This reversal causes the medial aspect of the return zone to become convex to the eye to create a “knee” that assists the movement of corneal tissue inward to result in the central cornea reducing in radius of curvature to match the base curve of the lens. As a result, the central cornea becomes steeper to correct the hyperopia while the mid-peripheral cornea becomes relatively flatter. Interestingly, this causes the eye to have a peripheral hyperopic defocus while the central light is focused on the retina. This suggests that there may be value in regulating of hyperopic refractive error development in children by providing a peripheral hyperopic defocus to stimulate axial length growth to create resultant emmetropia. While animal studies suggest that peripheral defocus in hyperopic refractive error regulation operates in the same manner as myopic regulation, there have not been any studies presented to support the phenomena in humans after corneal reshaping.^3,4,18,19

Advancements in Astigmatism
Paragon Vision Sciences launched the dual axis design as an extension of Paragon CRT. The intention of the design was to improve lens centration on eyes having corneal cylinder. In a standard design, the lens would first contact the flat meridian and would at times decenter due to the elevation difference between the flat and steep meridians in the periphery of the cornea. The design has a spherical base curve with a peripheral system, which allows the two orthogonal meridians to have a depth that is different from each other. The depth of the return zone in the two meridians can be modulated as well as the angle of the landing zone in the two meridians. The most frequently prescribed dual axis lenses have a 50µ difference in the return zone depth with no difference in the landing zone angles.¹

While the design of the return zone and the landing zone is not a torus, it can be understood in a similar way.
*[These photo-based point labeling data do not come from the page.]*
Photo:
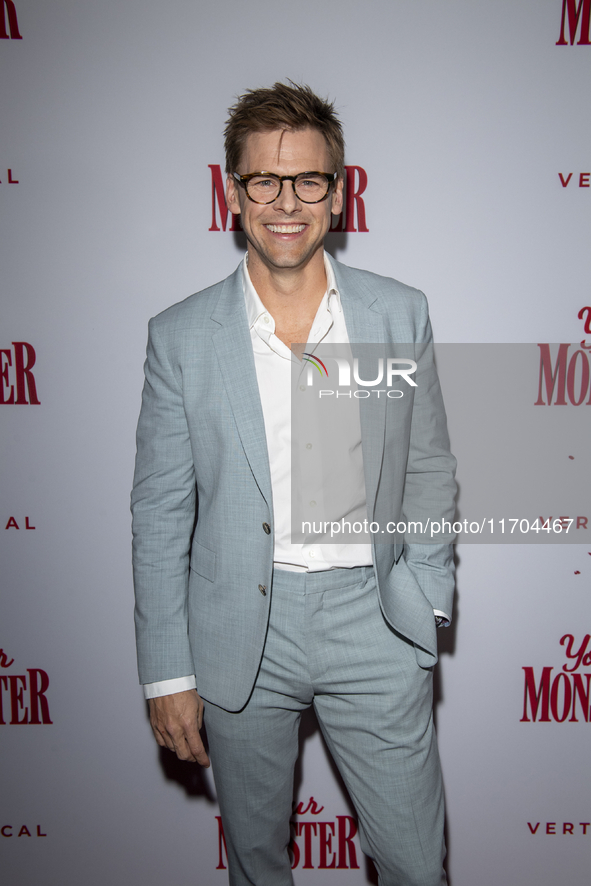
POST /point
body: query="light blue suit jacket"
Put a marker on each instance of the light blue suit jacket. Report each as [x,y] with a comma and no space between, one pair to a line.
[202,488]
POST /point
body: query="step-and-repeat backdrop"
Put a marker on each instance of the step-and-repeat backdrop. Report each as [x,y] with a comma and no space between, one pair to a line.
[469,176]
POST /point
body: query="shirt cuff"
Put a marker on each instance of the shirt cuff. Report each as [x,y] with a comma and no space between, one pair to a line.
[446,619]
[169,687]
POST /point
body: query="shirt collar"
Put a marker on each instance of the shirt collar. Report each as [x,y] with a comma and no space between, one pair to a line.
[255,309]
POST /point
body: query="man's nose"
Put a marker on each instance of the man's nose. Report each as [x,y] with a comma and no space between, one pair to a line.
[287,201]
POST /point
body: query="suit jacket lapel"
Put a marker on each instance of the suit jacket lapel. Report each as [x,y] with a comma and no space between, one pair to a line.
[233,347]
[364,326]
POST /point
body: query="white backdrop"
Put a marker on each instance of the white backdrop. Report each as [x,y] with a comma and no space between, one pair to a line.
[462,114]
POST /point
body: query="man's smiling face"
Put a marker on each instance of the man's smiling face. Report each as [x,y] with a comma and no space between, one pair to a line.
[287,233]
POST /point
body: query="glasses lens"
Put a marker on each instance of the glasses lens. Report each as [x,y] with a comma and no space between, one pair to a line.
[263,188]
[311,188]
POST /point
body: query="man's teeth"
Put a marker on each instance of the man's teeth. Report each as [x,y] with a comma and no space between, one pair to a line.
[285,229]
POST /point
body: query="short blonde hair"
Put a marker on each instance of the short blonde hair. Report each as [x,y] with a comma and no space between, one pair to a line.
[281,106]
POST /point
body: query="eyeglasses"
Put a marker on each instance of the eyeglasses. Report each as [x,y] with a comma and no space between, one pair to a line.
[264,187]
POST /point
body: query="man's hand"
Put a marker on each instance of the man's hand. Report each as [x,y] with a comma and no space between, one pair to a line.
[176,721]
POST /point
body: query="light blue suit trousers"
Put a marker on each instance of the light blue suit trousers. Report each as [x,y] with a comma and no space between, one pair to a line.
[329,646]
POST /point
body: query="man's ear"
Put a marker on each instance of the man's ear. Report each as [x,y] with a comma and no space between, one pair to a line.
[232,201]
[337,197]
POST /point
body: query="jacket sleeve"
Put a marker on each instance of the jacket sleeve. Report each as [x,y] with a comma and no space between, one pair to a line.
[430,488]
[163,504]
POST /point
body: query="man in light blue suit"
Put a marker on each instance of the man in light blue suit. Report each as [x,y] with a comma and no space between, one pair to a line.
[238,626]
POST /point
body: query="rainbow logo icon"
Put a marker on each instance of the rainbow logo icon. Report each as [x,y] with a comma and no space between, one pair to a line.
[317,363]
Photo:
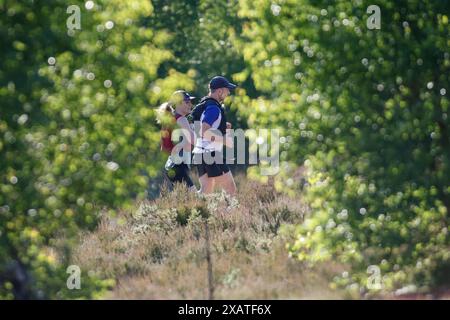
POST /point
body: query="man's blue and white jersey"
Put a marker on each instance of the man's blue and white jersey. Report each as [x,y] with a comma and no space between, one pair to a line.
[212,116]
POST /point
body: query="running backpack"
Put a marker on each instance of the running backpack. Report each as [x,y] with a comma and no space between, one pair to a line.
[196,114]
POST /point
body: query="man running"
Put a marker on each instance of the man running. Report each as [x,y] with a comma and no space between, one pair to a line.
[214,133]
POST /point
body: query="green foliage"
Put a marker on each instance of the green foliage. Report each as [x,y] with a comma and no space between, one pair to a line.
[77,128]
[365,112]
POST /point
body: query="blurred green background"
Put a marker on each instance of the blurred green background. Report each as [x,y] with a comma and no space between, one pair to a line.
[363,115]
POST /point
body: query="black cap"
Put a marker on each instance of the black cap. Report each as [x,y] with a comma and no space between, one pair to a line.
[179,96]
[221,82]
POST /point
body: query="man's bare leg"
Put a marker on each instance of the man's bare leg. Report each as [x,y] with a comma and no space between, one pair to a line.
[226,182]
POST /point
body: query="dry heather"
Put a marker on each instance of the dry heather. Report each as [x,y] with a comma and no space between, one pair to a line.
[158,251]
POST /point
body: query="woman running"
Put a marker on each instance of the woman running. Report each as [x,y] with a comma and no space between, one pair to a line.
[171,116]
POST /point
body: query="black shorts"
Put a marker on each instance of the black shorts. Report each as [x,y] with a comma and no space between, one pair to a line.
[179,173]
[211,169]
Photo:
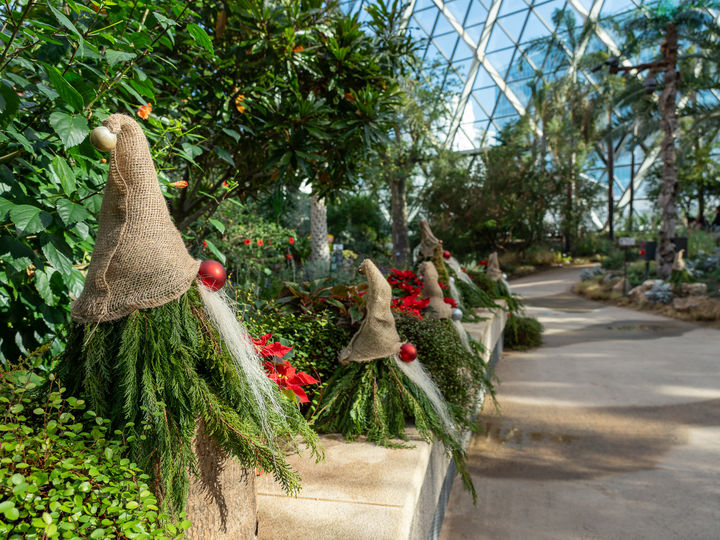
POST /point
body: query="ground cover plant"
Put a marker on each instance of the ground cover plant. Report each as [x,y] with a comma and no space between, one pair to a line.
[65,473]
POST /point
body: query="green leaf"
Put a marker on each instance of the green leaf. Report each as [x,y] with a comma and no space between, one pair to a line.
[72,130]
[71,212]
[62,19]
[215,251]
[201,37]
[225,155]
[9,105]
[29,219]
[217,224]
[66,92]
[62,173]
[57,253]
[114,57]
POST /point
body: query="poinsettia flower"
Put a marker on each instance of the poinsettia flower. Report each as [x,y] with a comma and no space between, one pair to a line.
[289,379]
[144,111]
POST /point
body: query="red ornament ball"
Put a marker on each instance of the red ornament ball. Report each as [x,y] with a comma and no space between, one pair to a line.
[408,352]
[212,274]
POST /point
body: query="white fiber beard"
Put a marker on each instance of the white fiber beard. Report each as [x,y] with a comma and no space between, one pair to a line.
[454,293]
[452,263]
[246,359]
[462,334]
[416,373]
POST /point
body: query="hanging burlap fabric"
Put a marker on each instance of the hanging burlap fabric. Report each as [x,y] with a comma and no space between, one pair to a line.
[428,241]
[432,290]
[139,260]
[493,269]
[377,337]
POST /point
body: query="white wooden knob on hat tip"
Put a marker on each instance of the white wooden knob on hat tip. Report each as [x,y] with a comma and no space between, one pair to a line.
[103,139]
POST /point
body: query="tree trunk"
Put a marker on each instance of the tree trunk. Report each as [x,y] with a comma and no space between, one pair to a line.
[320,255]
[400,238]
[221,503]
[668,193]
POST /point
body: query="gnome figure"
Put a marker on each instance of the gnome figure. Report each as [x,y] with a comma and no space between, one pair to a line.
[432,290]
[155,343]
[376,346]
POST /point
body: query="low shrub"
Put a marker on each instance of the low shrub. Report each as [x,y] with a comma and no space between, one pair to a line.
[522,333]
[661,293]
[316,338]
[459,375]
[63,475]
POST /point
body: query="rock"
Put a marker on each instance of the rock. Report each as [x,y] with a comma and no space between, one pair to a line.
[693,289]
[694,303]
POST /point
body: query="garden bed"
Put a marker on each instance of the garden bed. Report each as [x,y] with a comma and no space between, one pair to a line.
[362,490]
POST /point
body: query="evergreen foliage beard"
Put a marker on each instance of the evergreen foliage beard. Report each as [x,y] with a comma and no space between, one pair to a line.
[157,374]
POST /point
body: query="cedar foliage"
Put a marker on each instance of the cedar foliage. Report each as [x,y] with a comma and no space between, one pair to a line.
[375,399]
[459,375]
[162,371]
[522,333]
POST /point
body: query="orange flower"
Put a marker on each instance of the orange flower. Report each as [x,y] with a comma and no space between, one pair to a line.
[144,111]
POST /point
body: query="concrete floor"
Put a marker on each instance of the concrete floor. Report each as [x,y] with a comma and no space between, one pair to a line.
[610,430]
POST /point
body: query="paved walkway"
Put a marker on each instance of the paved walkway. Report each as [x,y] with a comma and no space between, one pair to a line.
[611,430]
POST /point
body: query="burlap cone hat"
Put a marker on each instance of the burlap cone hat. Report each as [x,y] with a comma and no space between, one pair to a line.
[493,269]
[432,290]
[377,336]
[428,240]
[139,260]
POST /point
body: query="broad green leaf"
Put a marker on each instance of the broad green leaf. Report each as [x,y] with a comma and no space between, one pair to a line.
[67,23]
[57,253]
[42,284]
[5,207]
[71,212]
[114,57]
[66,92]
[72,130]
[217,224]
[62,172]
[201,37]
[215,251]
[29,219]
[224,155]
[9,104]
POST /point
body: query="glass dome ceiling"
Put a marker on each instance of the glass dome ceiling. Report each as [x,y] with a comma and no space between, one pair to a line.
[488,58]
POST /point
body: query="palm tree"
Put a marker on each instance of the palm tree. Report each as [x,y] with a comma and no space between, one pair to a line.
[668,26]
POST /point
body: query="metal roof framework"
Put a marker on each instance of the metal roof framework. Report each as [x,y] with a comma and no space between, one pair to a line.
[490,53]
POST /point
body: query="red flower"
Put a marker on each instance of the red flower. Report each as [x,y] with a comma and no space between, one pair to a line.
[144,111]
[274,349]
[288,379]
[411,304]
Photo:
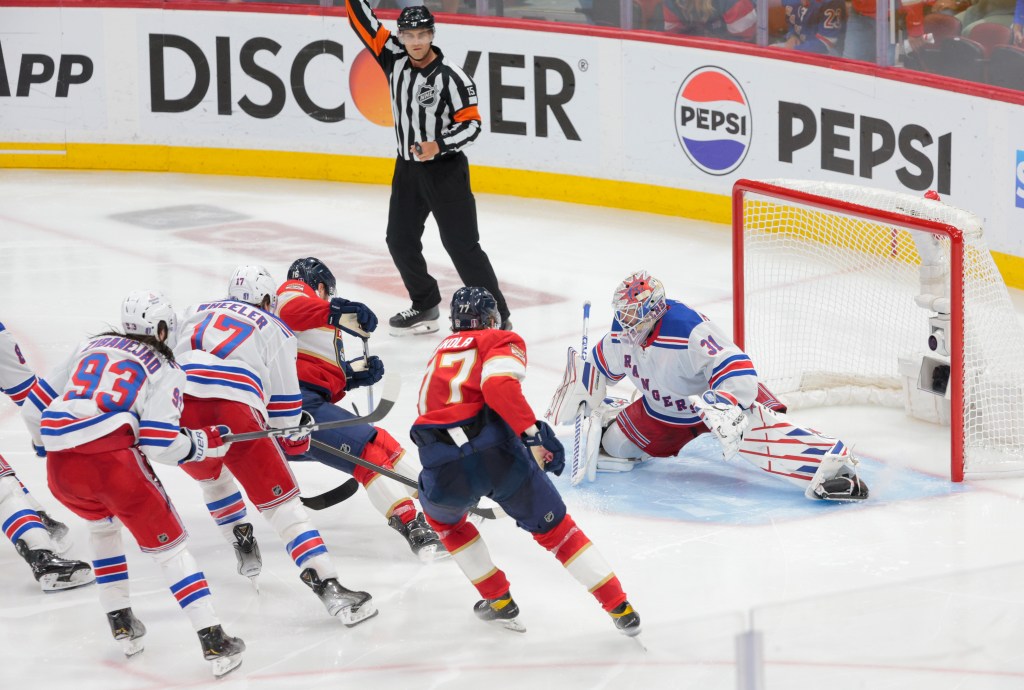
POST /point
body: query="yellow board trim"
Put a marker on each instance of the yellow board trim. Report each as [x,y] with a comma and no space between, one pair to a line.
[530,184]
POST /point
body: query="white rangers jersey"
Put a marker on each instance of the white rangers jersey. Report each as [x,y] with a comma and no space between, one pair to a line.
[16,380]
[236,351]
[684,355]
[113,382]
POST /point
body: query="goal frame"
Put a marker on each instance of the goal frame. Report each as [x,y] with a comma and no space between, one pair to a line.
[953,233]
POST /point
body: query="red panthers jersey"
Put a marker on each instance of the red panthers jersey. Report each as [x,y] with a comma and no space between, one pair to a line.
[471,369]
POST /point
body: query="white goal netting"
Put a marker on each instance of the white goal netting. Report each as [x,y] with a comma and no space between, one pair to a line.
[830,300]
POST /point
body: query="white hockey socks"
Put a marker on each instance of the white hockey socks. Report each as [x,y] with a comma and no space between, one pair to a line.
[18,519]
[110,564]
[223,500]
[302,540]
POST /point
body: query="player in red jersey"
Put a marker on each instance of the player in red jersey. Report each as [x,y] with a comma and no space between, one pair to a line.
[307,305]
[478,436]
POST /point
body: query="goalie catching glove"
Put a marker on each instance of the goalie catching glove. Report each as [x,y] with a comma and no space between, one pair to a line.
[723,417]
[297,442]
[547,449]
[582,384]
[207,442]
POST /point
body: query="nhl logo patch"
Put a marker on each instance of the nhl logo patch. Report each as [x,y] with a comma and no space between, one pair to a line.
[427,95]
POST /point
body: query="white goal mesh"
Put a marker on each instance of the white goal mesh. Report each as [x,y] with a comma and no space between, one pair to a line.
[826,276]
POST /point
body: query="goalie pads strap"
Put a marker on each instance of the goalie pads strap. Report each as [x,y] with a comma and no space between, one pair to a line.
[582,383]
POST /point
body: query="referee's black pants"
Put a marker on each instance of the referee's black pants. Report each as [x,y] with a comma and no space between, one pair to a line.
[441,187]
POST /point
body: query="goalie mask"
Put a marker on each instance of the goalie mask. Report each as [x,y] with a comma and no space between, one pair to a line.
[473,309]
[639,302]
[142,312]
[312,271]
[251,285]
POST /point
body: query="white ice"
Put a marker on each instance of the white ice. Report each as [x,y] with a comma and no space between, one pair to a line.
[920,587]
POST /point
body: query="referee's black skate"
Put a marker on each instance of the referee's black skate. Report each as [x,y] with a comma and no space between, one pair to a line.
[127,630]
[414,321]
[502,610]
[223,651]
[422,540]
[350,607]
[51,571]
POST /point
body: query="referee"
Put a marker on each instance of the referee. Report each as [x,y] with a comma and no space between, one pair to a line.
[435,116]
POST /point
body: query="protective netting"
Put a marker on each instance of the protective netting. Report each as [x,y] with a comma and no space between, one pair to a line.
[828,307]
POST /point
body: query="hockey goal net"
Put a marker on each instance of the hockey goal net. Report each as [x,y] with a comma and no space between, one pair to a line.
[846,295]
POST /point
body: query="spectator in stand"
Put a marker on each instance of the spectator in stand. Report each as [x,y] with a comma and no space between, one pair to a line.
[815,26]
[859,43]
[715,18]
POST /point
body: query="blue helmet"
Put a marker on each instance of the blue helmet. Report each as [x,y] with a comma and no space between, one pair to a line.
[312,271]
[417,16]
[473,309]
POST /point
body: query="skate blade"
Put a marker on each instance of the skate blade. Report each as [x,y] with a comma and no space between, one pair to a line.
[421,329]
[131,646]
[52,583]
[225,664]
[352,617]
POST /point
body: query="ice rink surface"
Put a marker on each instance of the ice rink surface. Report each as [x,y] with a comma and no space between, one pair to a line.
[920,587]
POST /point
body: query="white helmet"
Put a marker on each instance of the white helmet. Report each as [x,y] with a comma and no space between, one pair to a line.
[639,302]
[142,311]
[251,285]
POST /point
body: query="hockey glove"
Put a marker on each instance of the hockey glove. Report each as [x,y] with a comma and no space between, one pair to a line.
[547,449]
[208,442]
[297,442]
[726,420]
[363,372]
[353,317]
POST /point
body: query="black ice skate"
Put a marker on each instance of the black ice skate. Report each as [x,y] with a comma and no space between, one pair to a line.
[350,607]
[627,619]
[127,630]
[57,531]
[502,610]
[843,487]
[247,551]
[422,540]
[52,572]
[220,649]
[413,321]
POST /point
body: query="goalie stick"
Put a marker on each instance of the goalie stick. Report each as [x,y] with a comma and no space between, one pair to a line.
[486,513]
[391,387]
[579,439]
[332,498]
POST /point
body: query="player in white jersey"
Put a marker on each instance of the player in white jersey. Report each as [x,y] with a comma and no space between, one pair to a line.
[240,359]
[118,407]
[691,378]
[36,535]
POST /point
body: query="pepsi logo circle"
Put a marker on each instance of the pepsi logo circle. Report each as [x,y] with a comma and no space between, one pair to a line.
[714,124]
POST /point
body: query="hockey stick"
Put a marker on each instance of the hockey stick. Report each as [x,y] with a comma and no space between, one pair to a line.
[332,498]
[487,513]
[391,388]
[579,470]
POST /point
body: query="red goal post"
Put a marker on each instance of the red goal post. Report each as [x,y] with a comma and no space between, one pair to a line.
[846,295]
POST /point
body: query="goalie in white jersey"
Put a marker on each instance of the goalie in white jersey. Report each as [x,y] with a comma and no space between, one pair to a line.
[691,379]
[36,535]
[120,396]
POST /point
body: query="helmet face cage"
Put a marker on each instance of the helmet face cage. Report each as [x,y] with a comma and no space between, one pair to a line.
[251,285]
[473,309]
[141,313]
[639,302]
[312,271]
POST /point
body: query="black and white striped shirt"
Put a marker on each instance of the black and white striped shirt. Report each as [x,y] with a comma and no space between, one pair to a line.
[435,103]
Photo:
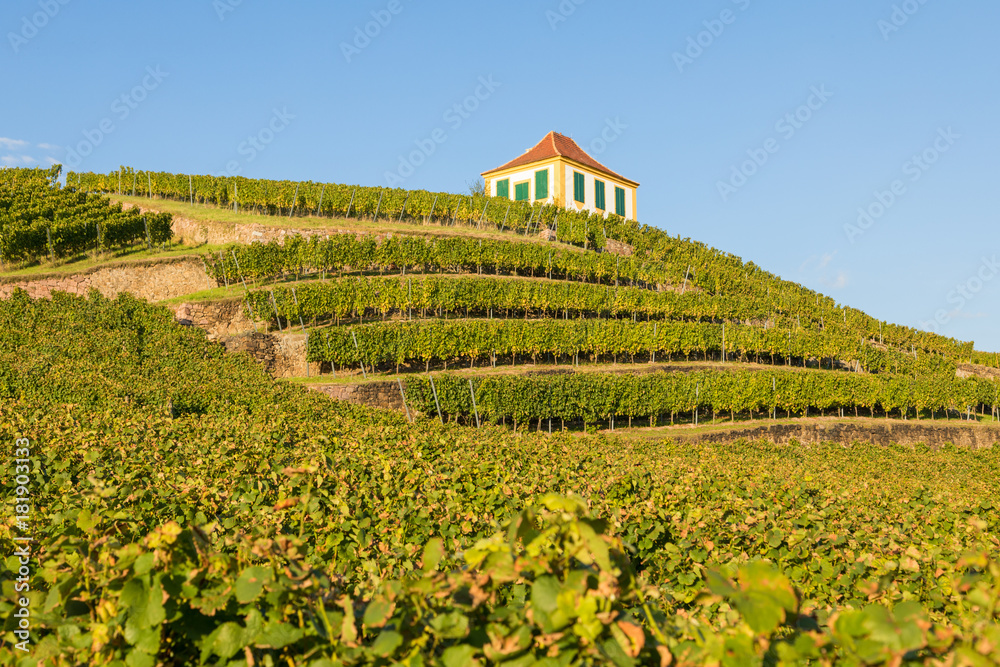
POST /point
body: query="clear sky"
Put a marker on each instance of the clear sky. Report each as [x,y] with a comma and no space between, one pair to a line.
[765,129]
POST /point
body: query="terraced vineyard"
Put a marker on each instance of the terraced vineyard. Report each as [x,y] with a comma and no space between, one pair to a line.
[40,220]
[190,509]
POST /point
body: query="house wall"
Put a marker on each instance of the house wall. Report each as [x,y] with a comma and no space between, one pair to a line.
[527,174]
[609,192]
[561,186]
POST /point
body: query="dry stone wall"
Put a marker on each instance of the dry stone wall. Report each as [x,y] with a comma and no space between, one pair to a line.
[151,280]
[194,232]
[372,394]
[892,432]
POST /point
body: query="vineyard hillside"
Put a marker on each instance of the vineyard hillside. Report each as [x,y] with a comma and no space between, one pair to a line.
[550,489]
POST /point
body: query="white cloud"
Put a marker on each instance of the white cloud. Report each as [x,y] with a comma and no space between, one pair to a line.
[839,281]
[959,314]
[18,160]
[817,263]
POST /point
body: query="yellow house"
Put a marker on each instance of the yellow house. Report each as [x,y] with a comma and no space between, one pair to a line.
[558,171]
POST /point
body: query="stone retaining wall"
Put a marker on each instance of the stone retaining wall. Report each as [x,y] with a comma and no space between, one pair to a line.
[218,318]
[151,280]
[900,433]
[283,355]
[373,394]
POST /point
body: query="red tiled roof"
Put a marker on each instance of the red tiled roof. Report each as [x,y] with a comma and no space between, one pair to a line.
[559,145]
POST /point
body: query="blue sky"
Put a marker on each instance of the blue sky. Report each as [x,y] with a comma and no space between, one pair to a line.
[763,129]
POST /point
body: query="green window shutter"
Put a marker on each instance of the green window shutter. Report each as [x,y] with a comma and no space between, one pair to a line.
[620,201]
[579,192]
[542,184]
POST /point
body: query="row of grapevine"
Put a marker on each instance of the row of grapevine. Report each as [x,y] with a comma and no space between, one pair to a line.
[340,200]
[593,397]
[681,261]
[298,255]
[362,296]
[407,342]
[384,296]
[283,528]
[38,219]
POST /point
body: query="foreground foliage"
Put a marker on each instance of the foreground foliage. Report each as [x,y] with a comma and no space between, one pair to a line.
[262,525]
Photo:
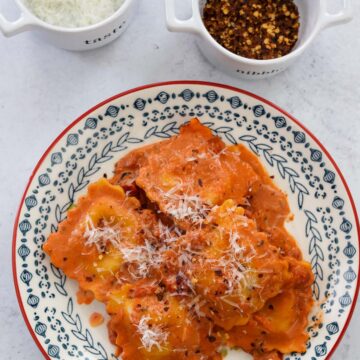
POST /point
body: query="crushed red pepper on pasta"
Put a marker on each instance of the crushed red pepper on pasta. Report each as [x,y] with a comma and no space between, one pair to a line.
[186,246]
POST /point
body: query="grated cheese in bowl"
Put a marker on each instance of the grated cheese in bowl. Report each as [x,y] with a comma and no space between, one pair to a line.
[73,13]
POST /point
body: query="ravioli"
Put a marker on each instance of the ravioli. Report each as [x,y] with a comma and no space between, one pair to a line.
[187,247]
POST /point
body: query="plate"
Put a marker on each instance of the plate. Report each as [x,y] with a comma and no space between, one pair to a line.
[326,225]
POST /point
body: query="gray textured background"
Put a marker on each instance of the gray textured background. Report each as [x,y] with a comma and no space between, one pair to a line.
[42,89]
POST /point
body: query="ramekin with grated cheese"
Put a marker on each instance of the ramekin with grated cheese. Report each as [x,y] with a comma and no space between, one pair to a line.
[73,13]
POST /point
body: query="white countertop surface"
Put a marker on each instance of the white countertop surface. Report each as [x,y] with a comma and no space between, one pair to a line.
[42,89]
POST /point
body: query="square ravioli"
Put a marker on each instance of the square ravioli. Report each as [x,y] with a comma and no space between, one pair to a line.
[94,244]
[188,174]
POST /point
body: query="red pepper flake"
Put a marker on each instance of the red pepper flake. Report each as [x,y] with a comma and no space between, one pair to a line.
[256,29]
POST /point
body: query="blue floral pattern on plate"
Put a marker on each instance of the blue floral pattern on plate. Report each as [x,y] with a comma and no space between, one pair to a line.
[325,222]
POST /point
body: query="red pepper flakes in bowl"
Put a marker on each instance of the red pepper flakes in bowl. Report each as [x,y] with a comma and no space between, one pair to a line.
[255,29]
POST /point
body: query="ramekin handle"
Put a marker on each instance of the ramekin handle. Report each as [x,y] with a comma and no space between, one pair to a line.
[11,28]
[175,24]
[342,17]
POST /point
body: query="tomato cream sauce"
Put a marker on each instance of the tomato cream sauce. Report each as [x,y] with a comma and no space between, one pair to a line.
[187,247]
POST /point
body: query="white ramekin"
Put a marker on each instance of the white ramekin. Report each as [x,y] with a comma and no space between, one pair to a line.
[84,38]
[314,17]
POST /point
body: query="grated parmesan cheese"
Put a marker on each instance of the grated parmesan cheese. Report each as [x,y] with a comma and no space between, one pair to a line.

Practitioners use the elevation plot provided by their corneal topographer to determine the need for the dual axis design. The design is recommended when the elevation difference between the two meridians at a chord of 8mm is greater than 25µ. The FDA approval for Paragon CRT includes myopia up to 6.00D with and without astigmatism up to 1.75D. Practitioners are reporting greater accuracy in treating astigmatism up to the limit of approval. Cases have been presented of treatment of as much as 3.00D of astigmatism.²⁰

Overnight Corneal Reshaping
Though corneal reshaping dates back more than four decades, much of the data used to substantiate safety and efficacy of the procedure are anecdotal. Understandable questions arose about safety of the modality from reports of injury and vision loss related to the treatment. To answer these questions, a review of the literature was conducted to report the total number of infectious keratitis cases secondary to corneal reshaping and the causative agents worldwide.²¹ The results of this research showed that the majority of these cases occurred around 2001 and a significant causative agent was Acanthamoeba. It could not be determined from the literature if the lenses worn by the affected adolescents were corneal reshaping designs and the material of the lenses involved was not reported.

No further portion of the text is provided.